CF 75D - Big Maximum Sum

We are given a set of small arrays and a sequence of indexes indicating how to concatenate them into one larger array. Once the large array is built in this way, the goal is to find the maximum sum of a contiguous subarray.

CF 75D - Big Maximum Sum

Rating: 2000
Tags: data structures, dp, greedy, implementation, math, trees
Solve time: 1m 34s
Verified: yes

Solution

Problem Understanding

We are given a set of small arrays and a sequence of indexes indicating how to concatenate them into one larger array. Once the large array is built in this way, the goal is to find the maximum sum of a contiguous subarray. This is essentially an extension of the classic maximum subarray sum problem, but with a twist: building the array explicitly may be too costly, since the total length could be enormous. Each index in the sequence can point to any small array, and each small array can appear multiple times in the large array.

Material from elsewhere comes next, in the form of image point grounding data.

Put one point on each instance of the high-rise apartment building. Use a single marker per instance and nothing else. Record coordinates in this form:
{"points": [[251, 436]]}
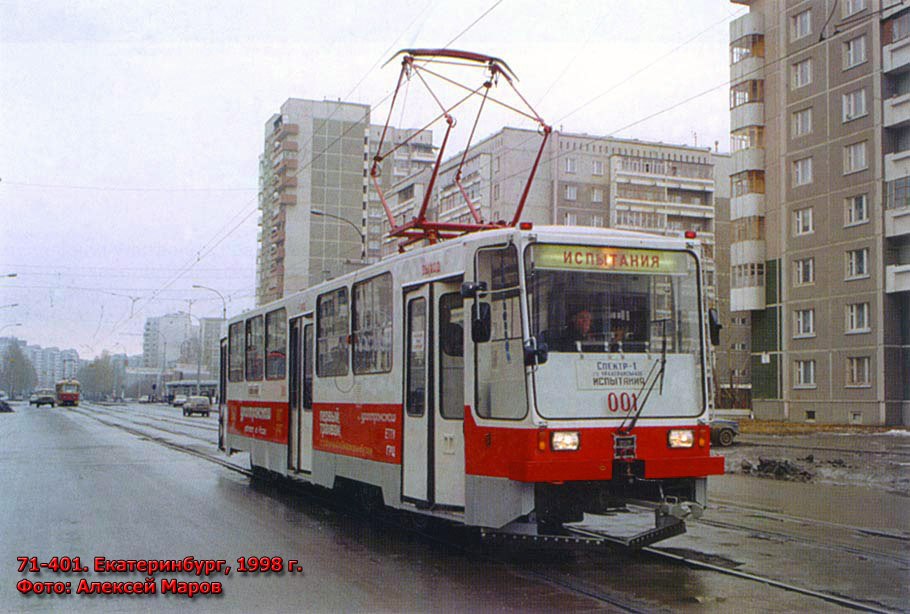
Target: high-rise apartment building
{"points": [[165, 339], [582, 180], [820, 206], [314, 191]]}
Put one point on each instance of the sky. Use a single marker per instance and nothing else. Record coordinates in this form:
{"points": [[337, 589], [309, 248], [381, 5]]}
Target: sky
{"points": [[130, 131]]}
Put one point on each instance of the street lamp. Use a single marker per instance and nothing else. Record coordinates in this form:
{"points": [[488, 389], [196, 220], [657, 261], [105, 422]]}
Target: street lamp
{"points": [[223, 303], [363, 240]]}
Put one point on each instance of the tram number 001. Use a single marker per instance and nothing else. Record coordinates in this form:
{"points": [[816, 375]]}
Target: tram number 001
{"points": [[624, 401]]}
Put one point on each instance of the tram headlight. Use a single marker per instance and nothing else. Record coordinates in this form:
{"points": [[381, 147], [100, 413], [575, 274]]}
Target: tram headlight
{"points": [[681, 438], [564, 440]]}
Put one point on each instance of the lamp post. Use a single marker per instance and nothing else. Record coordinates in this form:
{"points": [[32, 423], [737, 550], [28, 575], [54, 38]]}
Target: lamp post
{"points": [[363, 240]]}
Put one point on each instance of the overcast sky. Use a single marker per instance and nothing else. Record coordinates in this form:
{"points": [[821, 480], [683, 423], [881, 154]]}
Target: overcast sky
{"points": [[130, 131]]}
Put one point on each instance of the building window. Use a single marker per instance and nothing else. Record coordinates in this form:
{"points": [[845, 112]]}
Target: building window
{"points": [[751, 45], [854, 105], [803, 323], [855, 157], [805, 374], [802, 73], [801, 25], [802, 122], [854, 51], [746, 92], [858, 263], [853, 6], [857, 209], [802, 222], [802, 171], [900, 27], [858, 318], [804, 271], [858, 371], [898, 193]]}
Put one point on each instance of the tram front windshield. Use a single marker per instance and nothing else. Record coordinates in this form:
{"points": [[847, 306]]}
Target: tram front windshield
{"points": [[609, 318]]}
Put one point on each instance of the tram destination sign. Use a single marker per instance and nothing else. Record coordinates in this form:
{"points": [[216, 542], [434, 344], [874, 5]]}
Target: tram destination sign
{"points": [[618, 259]]}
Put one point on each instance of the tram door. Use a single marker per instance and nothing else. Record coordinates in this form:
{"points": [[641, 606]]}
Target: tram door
{"points": [[300, 396], [433, 454], [222, 395]]}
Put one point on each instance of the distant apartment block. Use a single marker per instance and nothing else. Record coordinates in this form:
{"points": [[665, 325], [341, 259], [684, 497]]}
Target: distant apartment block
{"points": [[820, 207], [315, 194]]}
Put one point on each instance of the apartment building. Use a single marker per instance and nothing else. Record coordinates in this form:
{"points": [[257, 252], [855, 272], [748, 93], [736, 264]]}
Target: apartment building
{"points": [[820, 208], [315, 191]]}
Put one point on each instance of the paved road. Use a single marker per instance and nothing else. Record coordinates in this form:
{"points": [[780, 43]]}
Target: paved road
{"points": [[75, 486]]}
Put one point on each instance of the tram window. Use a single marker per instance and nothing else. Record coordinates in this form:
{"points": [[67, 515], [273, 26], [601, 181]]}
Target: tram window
{"points": [[275, 343], [417, 357], [372, 325], [254, 349], [235, 352], [308, 366], [499, 363], [451, 356], [332, 333]]}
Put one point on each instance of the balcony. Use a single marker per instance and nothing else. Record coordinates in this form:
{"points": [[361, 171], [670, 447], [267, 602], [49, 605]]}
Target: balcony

The input limits tell us that there are at most 50 small arrays, each of size up to 5000, and the sequence of indexes in the large array can be up to 250,000. Concatenating naively would create a potential array of size up to 50 × 5000 × 250,000 in the extreme, which is completely impractical for time or memory. This immediately signals that we need a way to reason about sums without explicitly constructing the full array.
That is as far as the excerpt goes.